12. E adesso consentitemi di rivolgermi a tutti voi che partecipate a questo incontro - a tutti ed a ciascuno in particolare. Così facendo penso, al tempo stesso, alle vostre famiglie, ai vostri bambini, ai vostri figli, alle vostre spose, alle vostre mamme, ai vostri ammalati, a tutti i vostri cari: so quale posto essi hanno nel vostro cuore, so quale grande valore essi rappresentano per voi. Per essi voi trovate nella fatica e nel lavoro di ogni giorno la piena espressione e la misura spontanea del vostro amore.

Amate le vostre famiglie! Ve lo ripeto: amatele! Siatene le guide gioiose, la luce sicura, i vigili tutori contro i germi della disgregazione morale e sociale, che purtroppo conducono inesorabilmente alla decomposizione tanti nuclei familiari.

Aprite le vostre famiglie ai valori sociali, alle esigenze dello spirito! La vita familiare deve essere esperienza di comunione e di partecipazione. Lungi dal rinchiudersi in se stessa la famiglia è chiamata ad aprirsi all'ambito sociale per divenire - mossa dal senso della giustizia, dalla sollecitudine verso gli altri e dal dovere della propria responsabilità verso la società intera - strumento di umanizzazione e di personalizzazione, servizio al prossimo nelle multiformi espressioni di fraterno aiuto, difesa e tutela cosciente dei propri diritti e doveri.

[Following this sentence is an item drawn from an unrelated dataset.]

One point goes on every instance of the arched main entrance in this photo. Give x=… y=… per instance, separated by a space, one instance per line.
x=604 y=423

Aprite le vostre famiglie a Cristo e alla sua Chiesa! Non a caso la famiglia cristiana è stata definita "Chiesa domestica", "piccola Chiesa". Tra i suoi compiti fondamentali vi è pure quello ecclesiale di testimoniare il Cristo al mondo: "essa, cioè, è posta al servizio dell'edificazione del Regno di Dio nella storia, mediante la partecipazione alla vita e alla missione della Chiesa" (FC 49) ed è chiamata a diventare ogni giorno più una comunità credente ed evangelizzante, superando la tentazione di vivere pavidamente la propria fede nell'intimità delle pareti domestiche.

Mantenete viva e costante la vostra sensibilità per il rispetto della giustizia sociale nel mondo del lavoro; alimentandola e sostenendola con l'amore che è "il vincolo della perfezione" (Col 3,14).

Regni sempre nelle vostre fabbriche, nei vostri posti di lavoro, la serenità della modesta officina di Nazaret, la serenità che proviene dalla coscienza di avere compiuto quotidianamente il proprio dovere, la serenità che rende il lavoro umano fattore di crescita e gli dà la dimensione di vocazione feconda. La Chiesa è vivamente sensibile al valore dell'ambiente "fabbrica", il luogo nel quale si realizza la vita del lavoratore - la vostra vita! - ma dove anche dovete portare la fede ad incidere in modo costruttivo; farla diventare operante.

Il Signore è qui con noi; non solo adesso; egli è sempre con voi al banco del vostro lavoro, per donare a tutti la forza rigeneratrice del suo Vangelo, della sua grazia e del suo amore. Non ignoratelo mai! Non emarginatelo mai! Abbiate sempre, come meta della vostra attività, quella di costruire un mondo più umano, più fraterno, più cristiano; la volontà di creare forme più perfette di unione, di solidarietà, di socialità secondo le esigenze dei tempi; l'ideale di crescere in umanità, maturando ogni giorno di più nella giustizia e nell'amore.

Per questo, tutti vi benedico! Tutti vi porto nel cuore, lavoratrici e lavoratori della Solvay! E preghero sempre per voi, per le vostre famiglie, per il vostro lavoro, ricordando sempre con commozione questo giorno bellissimo! San Giuseppe vi protegga, la Madonna vi aiuti; Cristo vi conservi nella sua grazia! E sia lodato Gesù Cristo.